Como foi trabalhar com Bruce Willis?
Foi ótimo, surreal. Eu o conhecia tão bem pelos filmes… quando se está dirigindo ele em uma cena… (pensa) Acho que para mim, o mais surreal foi menos conhecê-lo em pessoa, porque conhecer grandes astros é assim mesmo, sempre um pouco estranho, mas quando comecei a dirigi-lo, foi o mais surreal, quando ele começou a agir como John McClane, e conversávamos sobre como ele deveria agir ou o que ele deveria dizer naquela hora. Estar envolvido nisso, ajudar a criar o que John McClane, foi muito legal. Foi o momento mais surreal pra mim.

E videogames? Seus dois filmes Underworld me parecem muito influenciados pela estética dos games. Você joga?
Olha, na verdade, eu acho que já joguei uns cinco games em toda minha vida… é, eu gosto de alguns dos jogos e acho que o design por trás deles é muito interessante, mas eu simplesmente nunca tive o tempo necessário para joga-los.
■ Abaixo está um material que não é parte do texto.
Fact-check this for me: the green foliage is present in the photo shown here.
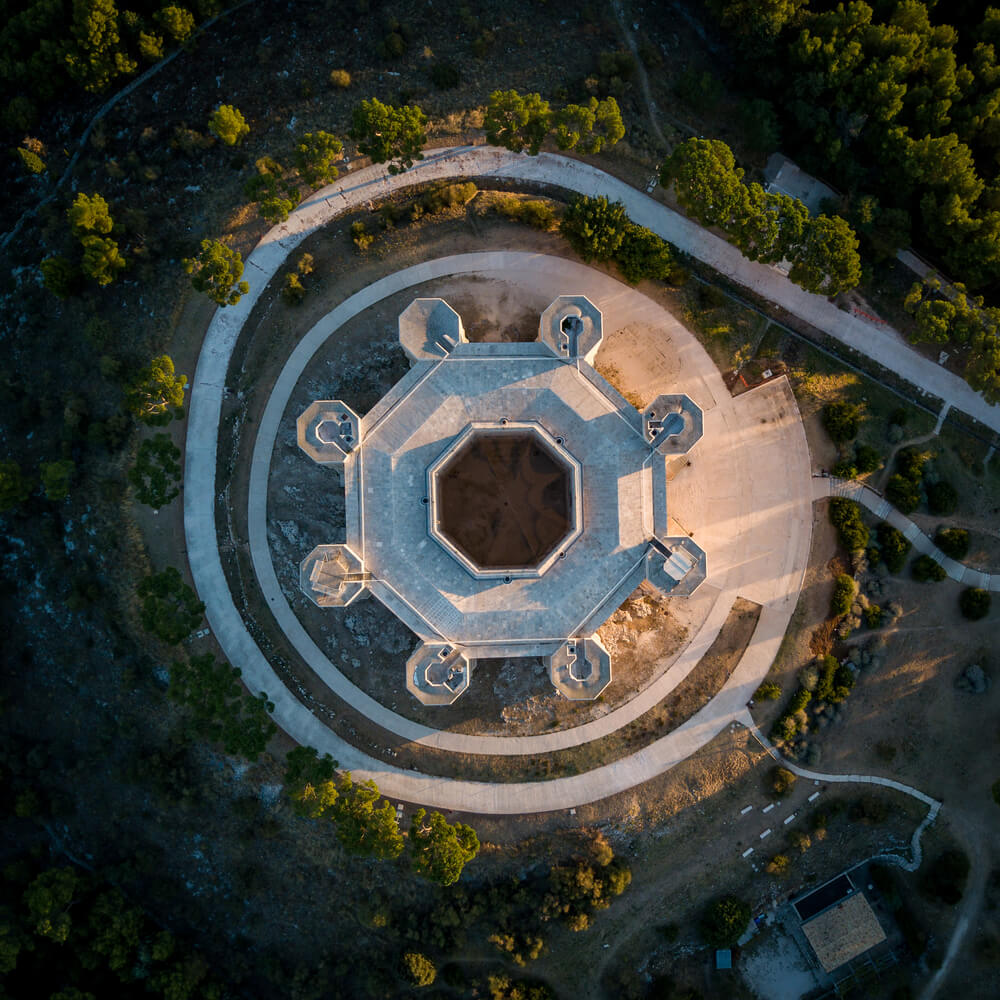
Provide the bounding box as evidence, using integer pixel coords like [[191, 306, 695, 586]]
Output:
[[184, 240, 250, 306], [822, 400, 863, 444], [410, 809, 479, 885], [700, 896, 750, 948], [137, 566, 205, 646], [0, 459, 32, 514], [771, 767, 798, 795], [128, 434, 181, 510], [170, 653, 278, 761], [350, 97, 427, 174], [208, 104, 250, 146], [559, 195, 628, 263], [927, 479, 958, 515], [402, 951, 437, 987], [910, 555, 948, 583], [934, 528, 969, 560], [878, 521, 913, 573], [958, 587, 992, 621], [66, 191, 114, 236], [125, 354, 187, 426], [830, 573, 856, 618], [920, 847, 970, 906], [39, 254, 80, 299], [80, 236, 125, 286], [295, 131, 344, 187], [483, 90, 556, 156], [615, 222, 674, 285], [24, 866, 80, 944], [38, 458, 76, 500]]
Acho que eu não tenho paciência para jogar (risos).

Você sabe se estão fazendo jogos baseados em seu filme?
Ah, com certeza eles vão fazer. Eles fizeram jogos baseados nos filmes Underworld também, logo…

Você não estaria envolvido na produção desses games também, né?
Não, não nesta parte… eles já me mantém ocupado com muitas outras coisas envolvidas no filme (risos).

E se fosse convidado para dirigir um Duro de Matar 5, você pensaria a respeito?
Bruce disse e eu concordo: nunca diga nunca. Mas eu acho que quero me jogar em alguma outra coisa. Mas, nunca se sabe. As pessoas adoram esta série, eu fiquei muito feliz. E tenho quase certeza que o Bruce tem vontade de fazer outro.Temos que esperar pra ver, como o publico vai responder e se eles vão querer ver outro filme de John McClane.

Qual seu próximo projeto?
Se chama “Férias – O filme que deveria ter acontecido há três anos” (risos).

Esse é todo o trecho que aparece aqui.